PDA

View Full Version : noindex,follow in meta


newreality
08-15-2006, 07:11 PM
<meta name="robots" content="noindex,follow">

Is intended to direct the robot to not index the given page, and yet follow links on that page.

That this could stop the indexing of other site pages -- is this just a rumor?

I have a single page I definitely do not want indexed.
(custom searches that parallel important indexed pages)

Brian M
08-15-2006, 10:09 PM
<meta name="robots" content="noindex,follow">
That this could stop the indexing of other site pages -- is this just a rumor?
I have a single page I definitely do not want indexed.
I don't know where you heard that rumor, but I see nothing in that META statement that would stop a robot from indexing other pages if it wants to. It might stop some search engine today, but there is no guarantee that it will stop all of the engines tomorrow...

If you really have a page that you do not want indexed, I would recommend that you have the server header put out a 404 (Page Not Found) on the desired page.

Even this may result in the desired page appearing in the SE (with no description, and the title from the anchor text pointing to the page), but there have been many reports about the engines ignoring the robots.txt file and META instructions, so your safest bet is to 404 the page at the server level.

Brian M

P.S. I know this is being anal, (some would say, "stupid"), but most specs show a space after the comma, so for "best practices" it is safest to include it in all cases, IMHO.

newreality
08-15-2006, 11:11 PM
P.S. I know this is being anal, (some would say, "stupid"), but most specs show a space after the comma, so for "best practices" it is safest to include it in all cases, IMHO Not really (first part).

You know I pulled that directly from here (http://www.robotstxt.org/wc/meta-user.html) and questioned that myself when I saw it. Did a view source and there is no space. So I just want to know if there should be space or not.
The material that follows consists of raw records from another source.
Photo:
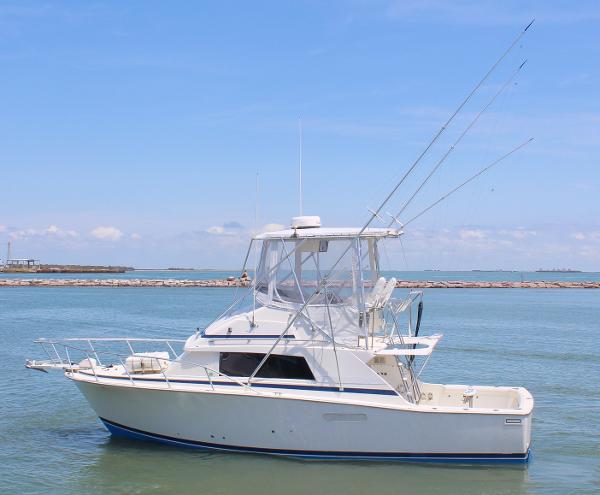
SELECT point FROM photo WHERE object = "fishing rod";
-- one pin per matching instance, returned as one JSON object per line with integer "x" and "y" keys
{"x": 375, "y": 213}
{"x": 458, "y": 140}
{"x": 470, "y": 179}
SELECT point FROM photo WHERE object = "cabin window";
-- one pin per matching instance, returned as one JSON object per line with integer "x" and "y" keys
{"x": 276, "y": 366}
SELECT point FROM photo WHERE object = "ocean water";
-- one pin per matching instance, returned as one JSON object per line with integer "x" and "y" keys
{"x": 546, "y": 340}
{"x": 512, "y": 276}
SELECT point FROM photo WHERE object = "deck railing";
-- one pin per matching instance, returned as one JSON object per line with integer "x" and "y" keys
{"x": 92, "y": 354}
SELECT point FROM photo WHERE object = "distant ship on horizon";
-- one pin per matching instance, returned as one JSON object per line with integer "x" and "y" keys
{"x": 558, "y": 270}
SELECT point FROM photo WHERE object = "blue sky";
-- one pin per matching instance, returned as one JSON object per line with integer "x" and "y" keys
{"x": 132, "y": 132}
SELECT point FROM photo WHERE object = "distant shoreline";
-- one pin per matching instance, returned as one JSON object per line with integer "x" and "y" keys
{"x": 219, "y": 283}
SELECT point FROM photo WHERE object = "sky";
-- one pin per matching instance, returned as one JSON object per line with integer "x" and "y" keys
{"x": 133, "y": 133}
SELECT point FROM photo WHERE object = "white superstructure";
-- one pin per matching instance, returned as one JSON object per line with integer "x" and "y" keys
{"x": 317, "y": 359}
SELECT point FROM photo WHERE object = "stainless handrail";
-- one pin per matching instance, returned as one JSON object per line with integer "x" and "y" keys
{"x": 65, "y": 343}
Are you saying then that <meta name="robots" content="noindex,nofollow"> //whichever spacing is right// would not be reliable either?

The page that this post is in reference to -- it is a job search results page.
So it needs to be viewable, yet not indexed since there are other pages having the same content.

Brian M
08-17-2006, 06:22 PM
Hi newreality,

<meta name="robots" content="noindex,nofollow"> should, in theory, keep a robot from indexing the page and from following any links on the page. Unfortunately, some robots ignore all directives, while other robots occasionally are "broken" and inadvertently ignore these directives until somebody notices and complains. In either case, it can be a very unpleasant surprise to see your "hidden" pages appear all over the web.

That's why I recommend a 404 server header on the page that you want to keep hidden. This is a server level instruction that the requested page cannot be found, and it has always worked for me in the past whereas the robot directives have failed.

P.S. There is often an exception to any rule, and in this case, there should probably NOT be a space (I always defer to the spec when in doubt), and I'm sorry if I miss-led you. I had the keywords META tag in mind when I made that comment because I once theorized (many years ago) that I could squeeze an extra keyword or two into this tag if I eliminated the space after the comma. I tried out this theory in spite of the W3C giving examples that clearly showed the space after the comma (including their own source code). The result was a disaster in one of the engines, but when I put the spaces back in, the pages magically re-appeared in their previous positions. It took almost 2 months for them to regain their positions, and that painful process has stuck in my mind.

newreality
08-17-2006, 10:57 PM
<meta name="robots" content="noindex, nofollow">

Another risk here is that if this page is crawed early, the rest of the site won't get crawled at all unless I'm in error.